Which password length can be considered "safe" these days?

edited January 8 in Off-topic

Considering someone isn't on a budget and can run 5000 cloud GPU instances for a month... what length would be "uncrackable"? How'd you actually calculate?

I'm talking about offline cracking only, standard hashing algo like SHA256.

Happy to hear your thought!

Hack The Box


  • Two native language words, one foreign language word, some numbers, and special chars in between each of the aforementioned character groups. 16char's minimum in my opinion, but passwords and 2fa dont mean anything anymore considering that state actors can see anything they want with stuff like bluecoat proxies.

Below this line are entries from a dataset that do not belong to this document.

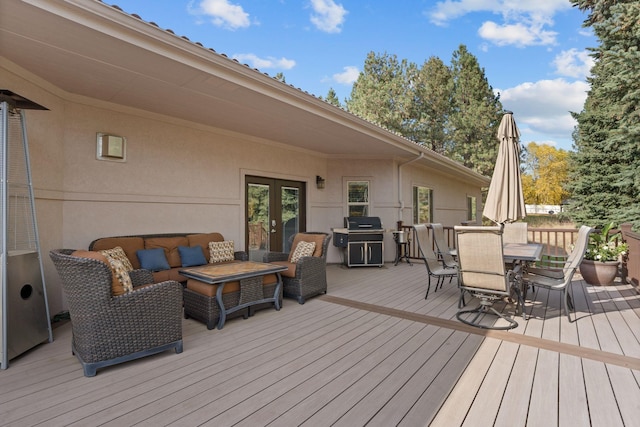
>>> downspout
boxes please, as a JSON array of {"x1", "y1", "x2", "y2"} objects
[{"x1": 398, "y1": 152, "x2": 424, "y2": 221}]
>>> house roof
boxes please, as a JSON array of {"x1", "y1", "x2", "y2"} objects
[{"x1": 0, "y1": 0, "x2": 489, "y2": 186}]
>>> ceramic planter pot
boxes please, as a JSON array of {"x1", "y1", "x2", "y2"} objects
[{"x1": 580, "y1": 259, "x2": 620, "y2": 285}]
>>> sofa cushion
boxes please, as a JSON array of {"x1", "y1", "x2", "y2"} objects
[
  {"x1": 187, "y1": 233, "x2": 224, "y2": 258},
  {"x1": 136, "y1": 248, "x2": 171, "y2": 271},
  {"x1": 71, "y1": 250, "x2": 133, "y2": 296},
  {"x1": 289, "y1": 233, "x2": 326, "y2": 261},
  {"x1": 91, "y1": 237, "x2": 144, "y2": 269},
  {"x1": 100, "y1": 246, "x2": 133, "y2": 271},
  {"x1": 144, "y1": 236, "x2": 189, "y2": 267},
  {"x1": 209, "y1": 240, "x2": 235, "y2": 263},
  {"x1": 291, "y1": 240, "x2": 316, "y2": 264},
  {"x1": 178, "y1": 245, "x2": 207, "y2": 267},
  {"x1": 151, "y1": 268, "x2": 187, "y2": 283}
]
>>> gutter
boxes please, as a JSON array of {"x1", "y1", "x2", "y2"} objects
[{"x1": 398, "y1": 152, "x2": 424, "y2": 221}]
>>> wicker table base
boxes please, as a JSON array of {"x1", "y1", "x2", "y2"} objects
[{"x1": 180, "y1": 261, "x2": 286, "y2": 329}]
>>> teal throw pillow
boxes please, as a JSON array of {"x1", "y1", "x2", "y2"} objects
[
  {"x1": 178, "y1": 246, "x2": 207, "y2": 267},
  {"x1": 136, "y1": 248, "x2": 171, "y2": 271}
]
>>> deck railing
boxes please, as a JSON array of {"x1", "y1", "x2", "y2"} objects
[
  {"x1": 398, "y1": 223, "x2": 640, "y2": 289},
  {"x1": 398, "y1": 224, "x2": 580, "y2": 267}
]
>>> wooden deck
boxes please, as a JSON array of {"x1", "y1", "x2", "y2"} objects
[{"x1": 0, "y1": 264, "x2": 640, "y2": 427}]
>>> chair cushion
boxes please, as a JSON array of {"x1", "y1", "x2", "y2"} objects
[
  {"x1": 290, "y1": 241, "x2": 316, "y2": 264},
  {"x1": 136, "y1": 248, "x2": 171, "y2": 271},
  {"x1": 289, "y1": 233, "x2": 326, "y2": 261},
  {"x1": 100, "y1": 246, "x2": 133, "y2": 271},
  {"x1": 91, "y1": 237, "x2": 144, "y2": 269},
  {"x1": 71, "y1": 250, "x2": 133, "y2": 296},
  {"x1": 148, "y1": 236, "x2": 190, "y2": 268},
  {"x1": 209, "y1": 240, "x2": 235, "y2": 263},
  {"x1": 270, "y1": 261, "x2": 297, "y2": 278},
  {"x1": 178, "y1": 246, "x2": 207, "y2": 267}
]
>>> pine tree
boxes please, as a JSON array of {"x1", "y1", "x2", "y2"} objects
[
  {"x1": 346, "y1": 52, "x2": 412, "y2": 135},
  {"x1": 447, "y1": 45, "x2": 503, "y2": 176},
  {"x1": 325, "y1": 87, "x2": 342, "y2": 107},
  {"x1": 568, "y1": 0, "x2": 640, "y2": 225},
  {"x1": 411, "y1": 57, "x2": 453, "y2": 155}
]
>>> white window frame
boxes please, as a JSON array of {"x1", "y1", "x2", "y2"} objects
[{"x1": 345, "y1": 178, "x2": 371, "y2": 216}]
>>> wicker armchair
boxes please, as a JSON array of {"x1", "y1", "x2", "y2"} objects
[
  {"x1": 49, "y1": 249, "x2": 182, "y2": 377},
  {"x1": 263, "y1": 232, "x2": 331, "y2": 304}
]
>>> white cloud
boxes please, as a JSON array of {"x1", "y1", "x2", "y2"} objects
[
  {"x1": 426, "y1": 0, "x2": 571, "y2": 47},
  {"x1": 310, "y1": 0, "x2": 348, "y2": 33},
  {"x1": 232, "y1": 53, "x2": 296, "y2": 70},
  {"x1": 478, "y1": 21, "x2": 558, "y2": 47},
  {"x1": 496, "y1": 79, "x2": 589, "y2": 144},
  {"x1": 426, "y1": 0, "x2": 571, "y2": 25},
  {"x1": 553, "y1": 49, "x2": 595, "y2": 79},
  {"x1": 189, "y1": 0, "x2": 251, "y2": 30},
  {"x1": 333, "y1": 65, "x2": 360, "y2": 85}
]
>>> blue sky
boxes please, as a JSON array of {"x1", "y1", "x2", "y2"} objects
[{"x1": 112, "y1": 0, "x2": 597, "y2": 150}]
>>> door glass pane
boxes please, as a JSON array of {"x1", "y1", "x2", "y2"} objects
[
  {"x1": 247, "y1": 184, "x2": 269, "y2": 261},
  {"x1": 281, "y1": 186, "x2": 300, "y2": 253}
]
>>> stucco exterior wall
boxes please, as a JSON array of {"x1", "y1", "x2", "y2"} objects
[{"x1": 0, "y1": 63, "x2": 480, "y2": 314}]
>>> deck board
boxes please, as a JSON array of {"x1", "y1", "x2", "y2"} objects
[{"x1": 0, "y1": 263, "x2": 640, "y2": 427}]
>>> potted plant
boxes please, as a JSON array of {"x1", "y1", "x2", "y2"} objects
[{"x1": 580, "y1": 222, "x2": 629, "y2": 285}]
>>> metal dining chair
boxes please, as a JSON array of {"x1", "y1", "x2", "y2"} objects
[
  {"x1": 413, "y1": 224, "x2": 458, "y2": 299},
  {"x1": 522, "y1": 225, "x2": 593, "y2": 322},
  {"x1": 430, "y1": 223, "x2": 458, "y2": 268},
  {"x1": 455, "y1": 226, "x2": 525, "y2": 330}
]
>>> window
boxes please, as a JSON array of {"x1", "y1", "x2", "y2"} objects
[
  {"x1": 413, "y1": 186, "x2": 433, "y2": 224},
  {"x1": 347, "y1": 181, "x2": 369, "y2": 216},
  {"x1": 467, "y1": 196, "x2": 476, "y2": 221}
]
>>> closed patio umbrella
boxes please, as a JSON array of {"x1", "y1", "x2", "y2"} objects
[{"x1": 482, "y1": 111, "x2": 526, "y2": 224}]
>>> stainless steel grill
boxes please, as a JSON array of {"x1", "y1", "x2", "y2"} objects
[{"x1": 333, "y1": 216, "x2": 384, "y2": 267}]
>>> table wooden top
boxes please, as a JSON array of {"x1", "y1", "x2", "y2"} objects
[
  {"x1": 502, "y1": 243, "x2": 543, "y2": 262},
  {"x1": 180, "y1": 261, "x2": 287, "y2": 284}
]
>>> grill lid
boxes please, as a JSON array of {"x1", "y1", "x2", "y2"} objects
[{"x1": 344, "y1": 216, "x2": 382, "y2": 230}]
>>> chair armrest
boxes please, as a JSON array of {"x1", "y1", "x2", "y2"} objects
[
  {"x1": 129, "y1": 268, "x2": 153, "y2": 288},
  {"x1": 110, "y1": 280, "x2": 182, "y2": 320},
  {"x1": 262, "y1": 252, "x2": 289, "y2": 262},
  {"x1": 233, "y1": 251, "x2": 249, "y2": 261},
  {"x1": 296, "y1": 256, "x2": 327, "y2": 279},
  {"x1": 527, "y1": 267, "x2": 564, "y2": 279}
]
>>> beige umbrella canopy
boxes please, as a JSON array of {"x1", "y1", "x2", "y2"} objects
[{"x1": 482, "y1": 111, "x2": 526, "y2": 224}]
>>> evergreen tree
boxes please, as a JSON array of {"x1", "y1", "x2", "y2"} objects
[
  {"x1": 346, "y1": 52, "x2": 411, "y2": 135},
  {"x1": 568, "y1": 0, "x2": 640, "y2": 225},
  {"x1": 410, "y1": 57, "x2": 453, "y2": 155},
  {"x1": 325, "y1": 87, "x2": 342, "y2": 107},
  {"x1": 447, "y1": 45, "x2": 503, "y2": 176}
]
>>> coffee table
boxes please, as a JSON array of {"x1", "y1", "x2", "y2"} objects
[{"x1": 180, "y1": 261, "x2": 287, "y2": 329}]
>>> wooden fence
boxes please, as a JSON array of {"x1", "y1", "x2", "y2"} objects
[{"x1": 620, "y1": 223, "x2": 640, "y2": 288}]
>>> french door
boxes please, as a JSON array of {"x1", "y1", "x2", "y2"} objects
[{"x1": 245, "y1": 176, "x2": 306, "y2": 261}]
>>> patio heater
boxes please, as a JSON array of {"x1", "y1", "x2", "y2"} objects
[{"x1": 0, "y1": 89, "x2": 53, "y2": 369}]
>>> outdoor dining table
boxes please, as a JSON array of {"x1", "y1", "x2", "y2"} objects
[
  {"x1": 502, "y1": 243, "x2": 544, "y2": 320},
  {"x1": 502, "y1": 243, "x2": 543, "y2": 264}
]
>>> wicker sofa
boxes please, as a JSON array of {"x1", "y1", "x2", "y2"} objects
[
  {"x1": 89, "y1": 233, "x2": 248, "y2": 284},
  {"x1": 49, "y1": 249, "x2": 182, "y2": 377},
  {"x1": 89, "y1": 232, "x2": 282, "y2": 329}
]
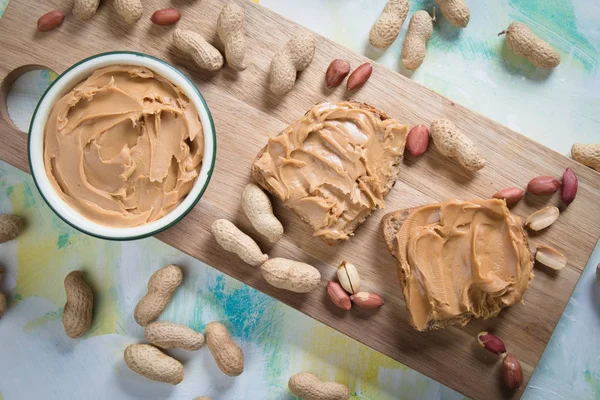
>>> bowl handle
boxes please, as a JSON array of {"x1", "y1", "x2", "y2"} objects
[{"x1": 0, "y1": 65, "x2": 47, "y2": 173}]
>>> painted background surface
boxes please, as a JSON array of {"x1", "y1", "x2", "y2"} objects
[{"x1": 0, "y1": 0, "x2": 600, "y2": 400}]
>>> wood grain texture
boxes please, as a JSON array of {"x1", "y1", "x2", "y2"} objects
[{"x1": 0, "y1": 0, "x2": 600, "y2": 399}]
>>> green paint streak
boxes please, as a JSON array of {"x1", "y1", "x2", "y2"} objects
[
  {"x1": 509, "y1": 0, "x2": 599, "y2": 72},
  {"x1": 56, "y1": 233, "x2": 69, "y2": 249},
  {"x1": 23, "y1": 308, "x2": 62, "y2": 332}
]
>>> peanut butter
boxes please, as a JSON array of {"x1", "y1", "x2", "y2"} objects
[
  {"x1": 396, "y1": 199, "x2": 533, "y2": 330},
  {"x1": 44, "y1": 65, "x2": 204, "y2": 227},
  {"x1": 255, "y1": 102, "x2": 408, "y2": 241}
]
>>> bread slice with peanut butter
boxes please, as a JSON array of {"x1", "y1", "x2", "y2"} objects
[
  {"x1": 252, "y1": 101, "x2": 408, "y2": 245},
  {"x1": 381, "y1": 199, "x2": 533, "y2": 331}
]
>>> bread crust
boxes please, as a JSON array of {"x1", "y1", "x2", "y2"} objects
[
  {"x1": 251, "y1": 100, "x2": 403, "y2": 246},
  {"x1": 381, "y1": 207, "x2": 534, "y2": 331}
]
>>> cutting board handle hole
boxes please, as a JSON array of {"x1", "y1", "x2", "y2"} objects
[{"x1": 0, "y1": 65, "x2": 58, "y2": 133}]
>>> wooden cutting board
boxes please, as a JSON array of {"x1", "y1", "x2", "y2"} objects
[{"x1": 0, "y1": 0, "x2": 600, "y2": 399}]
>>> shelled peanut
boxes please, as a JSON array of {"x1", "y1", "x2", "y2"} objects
[
  {"x1": 435, "y1": 0, "x2": 471, "y2": 28},
  {"x1": 144, "y1": 321, "x2": 204, "y2": 350},
  {"x1": 430, "y1": 119, "x2": 485, "y2": 171},
  {"x1": 498, "y1": 22, "x2": 560, "y2": 68},
  {"x1": 260, "y1": 258, "x2": 321, "y2": 293},
  {"x1": 133, "y1": 264, "x2": 183, "y2": 326},
  {"x1": 211, "y1": 219, "x2": 269, "y2": 267},
  {"x1": 124, "y1": 344, "x2": 184, "y2": 385},
  {"x1": 114, "y1": 0, "x2": 144, "y2": 24},
  {"x1": 73, "y1": 0, "x2": 100, "y2": 21},
  {"x1": 62, "y1": 271, "x2": 94, "y2": 339},
  {"x1": 217, "y1": 3, "x2": 246, "y2": 71},
  {"x1": 242, "y1": 183, "x2": 283, "y2": 243},
  {"x1": 402, "y1": 8, "x2": 435, "y2": 71},
  {"x1": 288, "y1": 372, "x2": 350, "y2": 400},
  {"x1": 269, "y1": 32, "x2": 316, "y2": 96},
  {"x1": 369, "y1": 0, "x2": 409, "y2": 49},
  {"x1": 173, "y1": 29, "x2": 223, "y2": 71}
]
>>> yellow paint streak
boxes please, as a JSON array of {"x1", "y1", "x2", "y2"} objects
[{"x1": 10, "y1": 183, "x2": 119, "y2": 336}]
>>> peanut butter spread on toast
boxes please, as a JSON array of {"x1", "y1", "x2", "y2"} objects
[
  {"x1": 254, "y1": 102, "x2": 408, "y2": 241},
  {"x1": 396, "y1": 199, "x2": 533, "y2": 330}
]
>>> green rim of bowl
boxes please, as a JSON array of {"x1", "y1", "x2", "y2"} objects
[{"x1": 27, "y1": 51, "x2": 217, "y2": 242}]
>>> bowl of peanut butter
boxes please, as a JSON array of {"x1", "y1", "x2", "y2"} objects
[{"x1": 29, "y1": 52, "x2": 216, "y2": 240}]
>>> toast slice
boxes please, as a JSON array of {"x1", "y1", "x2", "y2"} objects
[
  {"x1": 251, "y1": 101, "x2": 408, "y2": 245},
  {"x1": 381, "y1": 200, "x2": 534, "y2": 331}
]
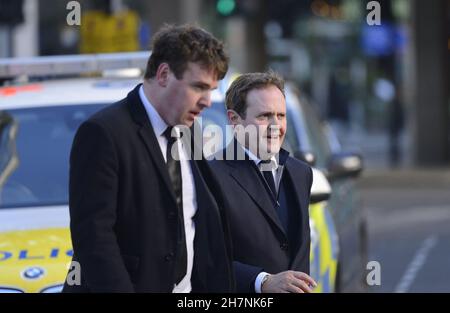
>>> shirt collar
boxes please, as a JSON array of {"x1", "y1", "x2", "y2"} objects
[{"x1": 139, "y1": 85, "x2": 169, "y2": 136}]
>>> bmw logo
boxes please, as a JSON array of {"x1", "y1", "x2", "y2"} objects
[{"x1": 22, "y1": 266, "x2": 45, "y2": 280}]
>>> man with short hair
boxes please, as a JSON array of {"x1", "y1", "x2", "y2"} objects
[
  {"x1": 211, "y1": 72, "x2": 316, "y2": 293},
  {"x1": 64, "y1": 25, "x2": 234, "y2": 292}
]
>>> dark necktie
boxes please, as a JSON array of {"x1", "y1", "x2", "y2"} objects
[
  {"x1": 164, "y1": 126, "x2": 187, "y2": 284},
  {"x1": 259, "y1": 160, "x2": 277, "y2": 199}
]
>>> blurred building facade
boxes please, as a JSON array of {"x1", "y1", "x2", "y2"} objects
[{"x1": 0, "y1": 0, "x2": 450, "y2": 166}]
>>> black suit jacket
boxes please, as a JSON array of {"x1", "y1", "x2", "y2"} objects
[
  {"x1": 210, "y1": 141, "x2": 312, "y2": 292},
  {"x1": 64, "y1": 85, "x2": 234, "y2": 292}
]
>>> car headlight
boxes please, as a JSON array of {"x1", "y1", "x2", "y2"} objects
[
  {"x1": 41, "y1": 285, "x2": 64, "y2": 293},
  {"x1": 0, "y1": 286, "x2": 23, "y2": 293}
]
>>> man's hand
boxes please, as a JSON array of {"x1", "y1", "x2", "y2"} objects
[{"x1": 261, "y1": 271, "x2": 317, "y2": 293}]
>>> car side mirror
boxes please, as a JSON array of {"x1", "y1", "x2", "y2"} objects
[
  {"x1": 327, "y1": 152, "x2": 363, "y2": 179},
  {"x1": 309, "y1": 168, "x2": 331, "y2": 204},
  {"x1": 294, "y1": 150, "x2": 316, "y2": 166}
]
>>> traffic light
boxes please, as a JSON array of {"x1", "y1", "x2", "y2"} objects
[
  {"x1": 216, "y1": 0, "x2": 237, "y2": 17},
  {"x1": 0, "y1": 0, "x2": 24, "y2": 26}
]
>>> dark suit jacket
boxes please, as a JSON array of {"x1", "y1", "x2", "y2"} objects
[
  {"x1": 64, "y1": 85, "x2": 234, "y2": 292},
  {"x1": 210, "y1": 141, "x2": 312, "y2": 292}
]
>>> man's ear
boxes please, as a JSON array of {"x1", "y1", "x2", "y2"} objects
[
  {"x1": 155, "y1": 63, "x2": 170, "y2": 87},
  {"x1": 227, "y1": 110, "x2": 241, "y2": 125}
]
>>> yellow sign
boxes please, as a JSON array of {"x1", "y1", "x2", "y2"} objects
[{"x1": 80, "y1": 11, "x2": 139, "y2": 53}]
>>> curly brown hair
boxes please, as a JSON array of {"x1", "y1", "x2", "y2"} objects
[
  {"x1": 225, "y1": 70, "x2": 285, "y2": 118},
  {"x1": 144, "y1": 24, "x2": 229, "y2": 80}
]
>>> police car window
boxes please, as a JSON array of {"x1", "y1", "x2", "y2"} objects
[
  {"x1": 0, "y1": 104, "x2": 104, "y2": 208},
  {"x1": 302, "y1": 100, "x2": 331, "y2": 168}
]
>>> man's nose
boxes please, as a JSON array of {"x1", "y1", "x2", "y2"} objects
[{"x1": 200, "y1": 90, "x2": 212, "y2": 108}]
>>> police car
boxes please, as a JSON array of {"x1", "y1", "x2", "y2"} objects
[{"x1": 0, "y1": 52, "x2": 336, "y2": 293}]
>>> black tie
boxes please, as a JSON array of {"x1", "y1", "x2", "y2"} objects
[
  {"x1": 164, "y1": 126, "x2": 187, "y2": 284},
  {"x1": 259, "y1": 160, "x2": 277, "y2": 199}
]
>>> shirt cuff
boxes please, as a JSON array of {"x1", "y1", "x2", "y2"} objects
[{"x1": 255, "y1": 272, "x2": 270, "y2": 293}]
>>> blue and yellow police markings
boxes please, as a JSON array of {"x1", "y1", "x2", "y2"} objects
[
  {"x1": 0, "y1": 228, "x2": 73, "y2": 292},
  {"x1": 309, "y1": 203, "x2": 338, "y2": 292}
]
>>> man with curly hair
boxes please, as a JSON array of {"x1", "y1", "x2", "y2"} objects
[{"x1": 64, "y1": 25, "x2": 234, "y2": 292}]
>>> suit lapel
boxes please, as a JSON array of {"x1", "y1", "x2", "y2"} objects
[
  {"x1": 225, "y1": 150, "x2": 286, "y2": 236},
  {"x1": 284, "y1": 158, "x2": 309, "y2": 266},
  {"x1": 127, "y1": 84, "x2": 176, "y2": 202}
]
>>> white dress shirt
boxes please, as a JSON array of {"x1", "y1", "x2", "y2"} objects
[
  {"x1": 244, "y1": 148, "x2": 283, "y2": 293},
  {"x1": 139, "y1": 86, "x2": 197, "y2": 293}
]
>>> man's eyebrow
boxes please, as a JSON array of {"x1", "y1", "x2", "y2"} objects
[
  {"x1": 192, "y1": 82, "x2": 217, "y2": 89},
  {"x1": 257, "y1": 111, "x2": 275, "y2": 116}
]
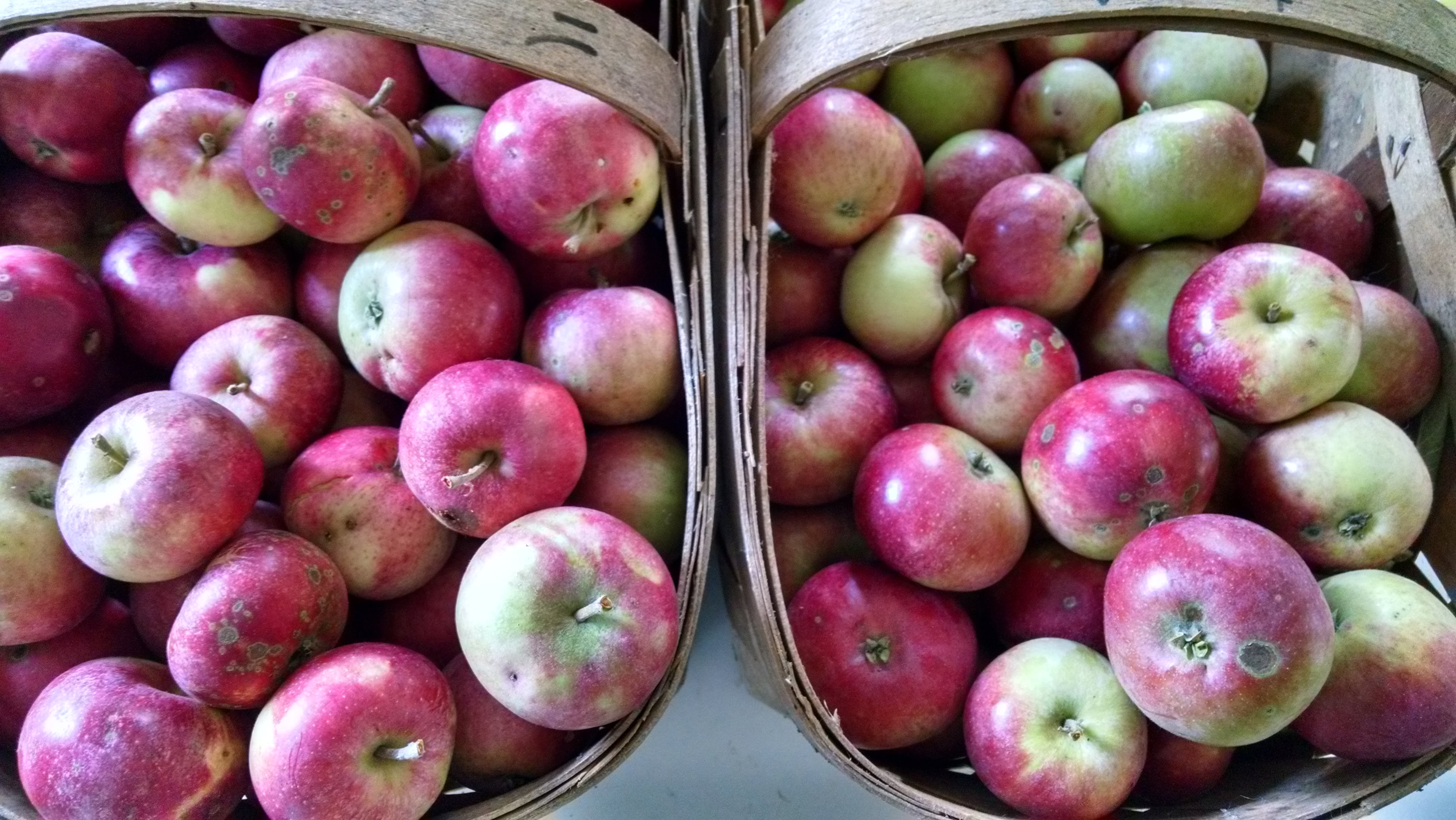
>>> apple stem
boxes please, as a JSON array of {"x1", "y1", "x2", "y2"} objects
[{"x1": 575, "y1": 596, "x2": 616, "y2": 623}]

    Sidechannel and MITM > cracking.

    Why pay for compute time in GCP or AWS when you can just utilize humans to pave your way to success :p

  • The complexity of the passwords and their unpredictability (e.g. lack of patterns) also affects how quickly they can be cracked using offline password cracking. If you assume lack of patterns and a set of characters used (upper/lower alphanumeric, numbers, special characters), it should be possible to estimate an average case scenario if you know the throughput one can achieve with 5000 GPU cloud instances.


  • 16char's minimum in my opinion

    Which is the maximum of Android disc encryption pass length, one of the reasons I was asking.

    Sidechannel and MITM > cracking.

    Happy to read some elaboration of the matter, links, etc.

    if you know the throughput one can achieve with 5000 GPU cloud instances.

    Assume 20.000 GTX 1080 and an engineer capable of perfect parallelization, just like you did assuming the best case scenario. So we'd image these 20.000 GPUs are in one PC running hashcat and have the most secure, patternless password possible. Again my question for calculating / estimating.